Friday, August 11, 2006

the tug

I've been thinking a lot about my future in my time after leaving Kadesh and on my way to Jo-Burg and back to the states. I'll be arriving in Minneapolis on the 16th, and I have to figure out what to do. I just want to ask people who are paying attention and who are interested in my life to pray for me about this. It is something that I have asked before, and I am optimistic about things turning out well. But I have important decisions ahead of me, and I am really concerned that I do not become stagnant. I've suggested before, if not on this blog, to several people that I have been feeling a tug in my life to move on. It started some time last winter, when I was planning this trip to Africa with Andrew, I began to feel that afterwards I would need to move on to something else, very likely some place else. I had a few ideas of what I would do, but I did not have any likely opportunities, and I was basically trusting that God would make it clear to me when I returned, that the opportunities I needed would open up for me and I would know what to do and do it. I thought that it was possible that my trip to Africa could lead to something else in my life, some other direction and occupation for my energy and time.

I will not go into details here, but I will confess that such an opportunity has come up, for me to take a step I had not foreseen, and it would involve me moving to another place, and it would allow me to pursue the central interests in my life. This is exciting to me, as well as frightening. I continually find objections in my mind, mostly related to discomfort. I would be going into the unknown and trying something that has no guarantee of success, and possibly less chance than many other endeavors. This is not something I feel I need advice about; it is a decision I will need to make on my own (relatively speaking, though no decision or endeavor is entirely on one's own). But I would very much appreciate prayer, as well as support and faith from those who are close to me.

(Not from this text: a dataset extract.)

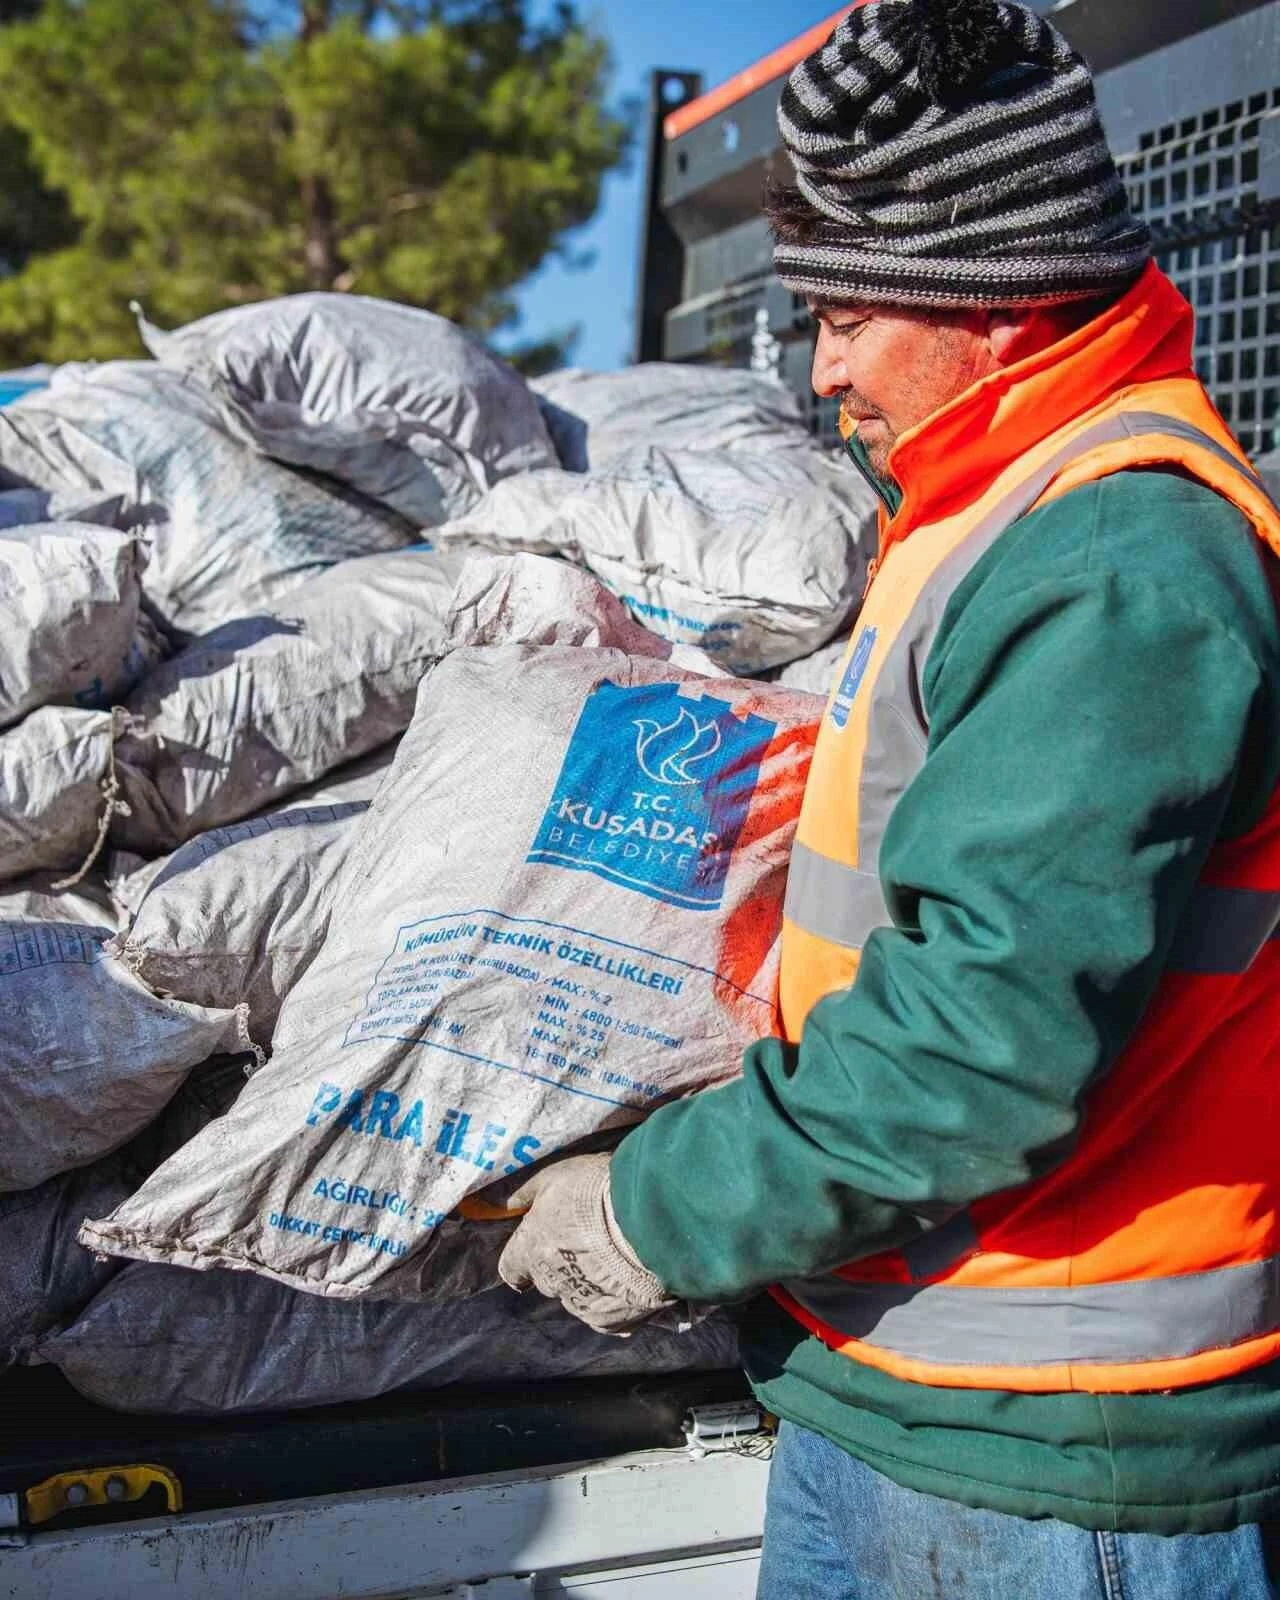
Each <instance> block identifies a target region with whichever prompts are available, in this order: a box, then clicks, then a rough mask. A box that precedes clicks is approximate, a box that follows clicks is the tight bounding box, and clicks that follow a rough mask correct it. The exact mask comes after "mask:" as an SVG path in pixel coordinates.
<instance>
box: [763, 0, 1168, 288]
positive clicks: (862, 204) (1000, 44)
mask: <svg viewBox="0 0 1280 1600" xmlns="http://www.w3.org/2000/svg"><path fill="white" fill-rule="evenodd" d="M778 125H779V128H781V133H782V142H784V144H786V147H787V154H789V155H790V160H792V165H794V168H795V179H797V187H798V197H797V200H798V210H800V213H802V219H800V222H798V226H795V224H792V226H779V221H778V214H776V213H774V238H776V246H774V266H776V269H778V275H779V277H781V278H782V282H784V283H786V285H787V288H789V290H792V291H794V293H797V294H808V296H813V298H818V299H830V301H850V302H862V304H888V306H894V304H899V306H939V307H942V306H1038V304H1056V302H1064V301H1074V299H1088V298H1093V296H1098V294H1104V293H1107V291H1120V290H1123V288H1125V286H1126V285H1128V283H1131V282H1133V280H1134V278H1136V275H1138V274H1139V272H1141V269H1142V267H1144V266H1146V262H1147V259H1149V256H1150V235H1149V232H1147V227H1146V224H1144V222H1141V221H1139V219H1138V218H1134V216H1133V213H1131V211H1130V206H1128V197H1126V194H1125V187H1123V184H1122V182H1120V178H1118V174H1117V171H1115V163H1114V162H1112V157H1110V150H1109V149H1107V141H1106V136H1104V133H1102V126H1101V123H1099V120H1098V107H1096V102H1094V96H1093V80H1091V77H1090V70H1088V67H1086V64H1085V61H1083V58H1082V56H1078V54H1077V53H1075V51H1074V50H1072V46H1070V45H1069V43H1067V42H1066V38H1062V35H1061V34H1059V32H1058V29H1056V27H1053V26H1051V24H1050V22H1046V21H1045V19H1043V18H1040V16H1035V13H1034V11H1029V10H1026V6H1021V5H1011V3H1008V0H872V3H869V5H862V6H859V8H858V10H856V11H853V13H850V16H846V18H845V21H843V22H842V24H840V26H838V27H837V29H835V32H834V34H832V37H830V38H829V40H827V43H826V45H824V46H822V48H821V50H816V51H814V53H813V54H811V56H808V59H805V61H802V62H800V66H798V67H797V69H795V70H794V72H792V75H790V80H789V82H787V86H786V88H784V91H782V102H781V106H779V110H778ZM810 208H811V210H810ZM813 213H816V214H813Z"/></svg>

So anyway, we'll see what the Spirit brings my way, but like I said, I am very optimistic, and my trust in God has been growing, and I want to live my life by faith in him. So that's how things are with me right now. I need a book to read, but otherwise, I am enjoying some rest and keeping my mind active and my life balanced and centered and all that good stuff. I'll see many of you in a little over a week.

4 comments:

Anonymous said...

Come to Indiana! Derrick and I were thinking that when you come to see the baby, you should just stay here. :)
love ya, see ya soon, safe travels, and much prayer.
Big Sis

m/p said...

you should do what makes you feel uncomfortable. this is your souls way of challenging you.

do it! God is with you.

Anna said...

Execpt for its few moments of pain, life is a lot of fun, and I find the uncertainty to be one of its greatest blessings. That may not make any sense, but I love not knowing what tomorrow will bring. Anyway, I am convinced that you would be successful in almost anything you attempt to do, if you really want it, so I think whatever you decide with God's guidence will be terrific.

Anonymous said...

Wow, what a great and yet uncomfortable place to be. I just recently spent some time in El Salvador and throughout the trip I also felt the lord tugging on my heart. Where this tug is taking me I do not know, but what I do know is that we have an amazing God who has huge, adventureous plans for our life....so my prayer for you is that you will wait on the lord saying yes to now, but also ready at his will to pick you up and place you when the door of opportunity opens. I am still searching and seeking, but I do know that when the time is right...you will know! A part of the adventure is saying yes to new and possibly uncomfortable opportunities that the lord has opened for us:) I hope you live to the fullest the life we have been given here on earth. We do only have one opportunity:)!!
Best wishes on your season of uncomfortable tugging!!!